Friday night/Saturday morning I had the chance to volunteer at the bishop’s storehouse peanut buttery canary in northern Houston. I went along with two girls from my youth group and we worked the 9:30pm-2am shift.

The LDS church has 113 storehouses and 105 canneries through out the world. The food from these operations goes to humanitarian aid efforts, like the tsunami or Katrina. The food also goes to local food pantries and people in the community that need a helping hand. (more info)www.lds.org/newsroom
Emmaly & Cherise by the bag-o-peanuts
Once a year we are asked to volunteer time to man one shift. The food packed is typically locally produced. So Idaho packs potatoes, the Midwest packs grain and Houston has a cannery that cans peanut butter (west Texas has lots of peanut farms).

The Houston Cannery takes about 30 people to run and they run 24 hours with 4-hour shift increments. We got there and watched the safety video and then geared up for our shift. The factory is small, about the size of a high school basketball gym and the hum of the machinery drowns out any conversion, expect for some loud singing from the bored peanut sorters. One side of the room is lined with 4’*6’ bags of peanuts. The peanuts go through a roaster and then six people sit by a conveyor belt and pick out the burnt or uncooked ones.

An elevator takes the sorted peanuts into a mixer mill (is that what they call it, that’s what they use for cattle feed), where the salt and sugar is mixed in and then the peanuts are pressed into peanut butter.

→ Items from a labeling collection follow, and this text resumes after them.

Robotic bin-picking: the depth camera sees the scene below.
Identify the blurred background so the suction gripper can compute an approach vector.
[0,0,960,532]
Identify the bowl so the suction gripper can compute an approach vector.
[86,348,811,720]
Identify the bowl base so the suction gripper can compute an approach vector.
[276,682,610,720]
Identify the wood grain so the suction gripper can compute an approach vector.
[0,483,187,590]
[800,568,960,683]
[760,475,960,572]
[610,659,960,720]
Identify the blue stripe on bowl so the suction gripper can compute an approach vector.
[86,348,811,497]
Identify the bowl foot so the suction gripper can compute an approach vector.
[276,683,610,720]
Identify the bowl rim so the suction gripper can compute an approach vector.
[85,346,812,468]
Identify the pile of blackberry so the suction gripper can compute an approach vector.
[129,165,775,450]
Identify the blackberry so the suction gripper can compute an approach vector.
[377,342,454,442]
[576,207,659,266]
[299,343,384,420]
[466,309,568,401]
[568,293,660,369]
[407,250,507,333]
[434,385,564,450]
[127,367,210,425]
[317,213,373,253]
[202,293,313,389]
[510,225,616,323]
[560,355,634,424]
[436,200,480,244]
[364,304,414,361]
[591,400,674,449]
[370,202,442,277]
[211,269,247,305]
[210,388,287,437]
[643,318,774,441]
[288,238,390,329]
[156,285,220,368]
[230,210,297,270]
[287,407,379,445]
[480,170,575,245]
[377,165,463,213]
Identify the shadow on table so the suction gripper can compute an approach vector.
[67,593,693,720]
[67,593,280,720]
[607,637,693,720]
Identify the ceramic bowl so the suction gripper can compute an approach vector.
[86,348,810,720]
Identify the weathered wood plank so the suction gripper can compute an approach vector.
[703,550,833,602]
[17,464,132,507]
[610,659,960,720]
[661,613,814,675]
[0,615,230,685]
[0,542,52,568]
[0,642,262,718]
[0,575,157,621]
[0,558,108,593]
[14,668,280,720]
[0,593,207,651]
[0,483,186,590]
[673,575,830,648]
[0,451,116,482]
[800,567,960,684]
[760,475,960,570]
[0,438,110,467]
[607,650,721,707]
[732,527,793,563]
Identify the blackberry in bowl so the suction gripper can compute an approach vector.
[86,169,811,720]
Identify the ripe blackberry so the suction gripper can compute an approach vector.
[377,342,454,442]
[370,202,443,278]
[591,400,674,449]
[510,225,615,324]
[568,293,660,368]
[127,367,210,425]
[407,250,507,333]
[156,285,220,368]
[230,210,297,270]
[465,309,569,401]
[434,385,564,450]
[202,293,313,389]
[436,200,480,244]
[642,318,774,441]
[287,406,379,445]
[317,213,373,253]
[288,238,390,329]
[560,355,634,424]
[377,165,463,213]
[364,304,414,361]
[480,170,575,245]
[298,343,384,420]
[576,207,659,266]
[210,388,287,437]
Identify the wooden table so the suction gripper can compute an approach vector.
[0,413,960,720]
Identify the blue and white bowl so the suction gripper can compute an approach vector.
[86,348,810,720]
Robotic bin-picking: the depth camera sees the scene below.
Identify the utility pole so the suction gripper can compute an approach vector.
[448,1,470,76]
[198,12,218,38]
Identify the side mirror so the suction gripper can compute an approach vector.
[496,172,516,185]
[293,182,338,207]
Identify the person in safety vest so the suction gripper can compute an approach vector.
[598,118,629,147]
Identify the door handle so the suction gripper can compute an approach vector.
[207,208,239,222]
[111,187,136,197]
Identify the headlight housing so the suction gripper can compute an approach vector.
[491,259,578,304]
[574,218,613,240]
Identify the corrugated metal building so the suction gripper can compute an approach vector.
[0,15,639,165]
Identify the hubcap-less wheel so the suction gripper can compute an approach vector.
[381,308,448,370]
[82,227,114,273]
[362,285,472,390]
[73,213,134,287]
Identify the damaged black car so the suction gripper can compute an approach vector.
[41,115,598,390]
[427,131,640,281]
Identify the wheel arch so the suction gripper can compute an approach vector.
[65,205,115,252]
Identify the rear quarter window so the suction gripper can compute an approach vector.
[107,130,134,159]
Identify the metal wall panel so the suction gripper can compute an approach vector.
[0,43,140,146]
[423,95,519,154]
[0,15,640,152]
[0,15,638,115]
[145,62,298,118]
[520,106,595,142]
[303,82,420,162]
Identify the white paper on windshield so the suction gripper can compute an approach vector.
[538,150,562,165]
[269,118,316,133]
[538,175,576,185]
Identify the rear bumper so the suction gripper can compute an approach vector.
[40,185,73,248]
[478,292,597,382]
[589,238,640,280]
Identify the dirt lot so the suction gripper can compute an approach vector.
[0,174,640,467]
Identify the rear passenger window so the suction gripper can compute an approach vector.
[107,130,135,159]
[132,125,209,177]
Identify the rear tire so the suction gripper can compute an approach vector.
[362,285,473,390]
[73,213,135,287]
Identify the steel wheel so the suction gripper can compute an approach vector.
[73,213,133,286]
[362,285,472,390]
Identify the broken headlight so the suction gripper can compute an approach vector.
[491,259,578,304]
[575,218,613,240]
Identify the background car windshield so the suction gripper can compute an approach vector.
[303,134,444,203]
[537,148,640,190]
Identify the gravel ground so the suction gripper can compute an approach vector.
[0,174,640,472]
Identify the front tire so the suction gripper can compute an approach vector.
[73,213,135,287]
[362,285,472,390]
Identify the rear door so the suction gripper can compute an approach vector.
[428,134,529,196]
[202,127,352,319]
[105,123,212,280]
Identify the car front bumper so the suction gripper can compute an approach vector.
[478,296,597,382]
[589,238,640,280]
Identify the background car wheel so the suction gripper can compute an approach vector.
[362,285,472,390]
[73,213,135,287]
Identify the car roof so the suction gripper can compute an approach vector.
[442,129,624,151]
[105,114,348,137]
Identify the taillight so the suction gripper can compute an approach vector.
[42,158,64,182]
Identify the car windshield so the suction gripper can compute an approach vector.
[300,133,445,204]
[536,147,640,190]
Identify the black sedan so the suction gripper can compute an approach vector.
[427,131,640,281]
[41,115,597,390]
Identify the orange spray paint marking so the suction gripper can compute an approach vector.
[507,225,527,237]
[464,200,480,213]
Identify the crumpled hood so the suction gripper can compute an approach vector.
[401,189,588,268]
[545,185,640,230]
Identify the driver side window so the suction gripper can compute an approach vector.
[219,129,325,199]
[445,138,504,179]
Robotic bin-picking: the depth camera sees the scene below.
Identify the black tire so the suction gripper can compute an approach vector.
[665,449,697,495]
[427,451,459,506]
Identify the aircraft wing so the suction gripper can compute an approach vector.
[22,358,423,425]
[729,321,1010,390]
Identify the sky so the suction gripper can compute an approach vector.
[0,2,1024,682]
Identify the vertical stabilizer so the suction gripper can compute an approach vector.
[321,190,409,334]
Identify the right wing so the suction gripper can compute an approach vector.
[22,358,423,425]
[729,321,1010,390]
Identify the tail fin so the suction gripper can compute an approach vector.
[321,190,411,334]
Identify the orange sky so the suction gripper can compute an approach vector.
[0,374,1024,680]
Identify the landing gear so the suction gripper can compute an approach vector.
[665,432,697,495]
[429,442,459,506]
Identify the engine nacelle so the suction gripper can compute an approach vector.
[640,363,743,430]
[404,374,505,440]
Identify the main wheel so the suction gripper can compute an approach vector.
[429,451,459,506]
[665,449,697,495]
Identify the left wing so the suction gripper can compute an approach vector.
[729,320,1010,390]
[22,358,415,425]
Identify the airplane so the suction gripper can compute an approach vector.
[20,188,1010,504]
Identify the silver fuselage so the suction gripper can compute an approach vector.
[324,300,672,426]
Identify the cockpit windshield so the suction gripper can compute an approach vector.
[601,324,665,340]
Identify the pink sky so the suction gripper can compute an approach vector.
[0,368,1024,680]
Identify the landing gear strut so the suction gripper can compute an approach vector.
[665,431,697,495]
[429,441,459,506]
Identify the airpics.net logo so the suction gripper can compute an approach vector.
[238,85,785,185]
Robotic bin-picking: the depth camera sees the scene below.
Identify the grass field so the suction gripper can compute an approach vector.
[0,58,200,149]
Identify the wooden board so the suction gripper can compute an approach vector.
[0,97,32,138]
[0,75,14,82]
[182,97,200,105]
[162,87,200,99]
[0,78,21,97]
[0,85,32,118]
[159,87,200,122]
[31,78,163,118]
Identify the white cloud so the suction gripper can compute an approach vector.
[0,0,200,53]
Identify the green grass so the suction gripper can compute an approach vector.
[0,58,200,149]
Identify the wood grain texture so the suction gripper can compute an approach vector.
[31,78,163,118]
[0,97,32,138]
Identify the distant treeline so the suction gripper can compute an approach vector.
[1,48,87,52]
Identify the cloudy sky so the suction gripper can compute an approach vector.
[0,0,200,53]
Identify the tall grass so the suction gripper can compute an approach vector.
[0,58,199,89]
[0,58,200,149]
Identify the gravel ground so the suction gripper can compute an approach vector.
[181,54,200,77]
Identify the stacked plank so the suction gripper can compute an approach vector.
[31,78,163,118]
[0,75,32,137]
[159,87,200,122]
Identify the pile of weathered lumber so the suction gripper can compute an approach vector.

The peanut butter is then calibrated and filled into the plastic jars and lids are screwed on. They jars are put under a magnetic field to seal the jars, the labels are put on and the jars are packed and ready to go.

My job for most of the night was to screw the lids on the jars It all sounds pretty boring and easy, but the process is moving quickly and the machinery is fidgety. They was constantly someone banging on pipes and calibrating the pressure. We produced approximately 20 jars/minute and by the end of our shift we had packed 4600 jars of peanut butter, not bad for a nights work.

The Bishops storehouse is a great program and helps lots of people and organizations and it was good to be a part of it.

We ended up going to IHOP and eating an early breakfast. Lets just say IHOP at 3 am is one of the most interesting scenes I have seen in a while. However, we did not get shot so I would consider it a successful night.

p.s. I look horrible in these picture, keep in mind it was 3 am and I had been up almost 24 hours. ....I am getting too old for this.

5 comments:

Kari said...

That is a really cool program! Did you smell like peanut butter for days and days?

Emily W said...

Thanks for sharing with us about the Bishop's store house -- you are so great Em staying up until 3am making peanut butter!

Anonymous said...
This comment has been removed by a blog administrator.
Unknown said...
This comment has been removed by the author.
Unknown said...

(sorry about my deleted comment, I did a goofy typo)

Hmmm, lots of questions:

Do you get to shop there after your shift? Do they only sell peanut butter, or do they have the other canned goods?

Did you go home wanting to eat peanut butter, or were you burned out on it a while?

Did they ask about peanut allergies? I would guess someone with a peanut allergy wouldn't go in the first place, but I'm still curious.

Does the smell of peanut butter drift very far away from the cannery? My father worked at Nabisco, and we could smell it long before we saw it.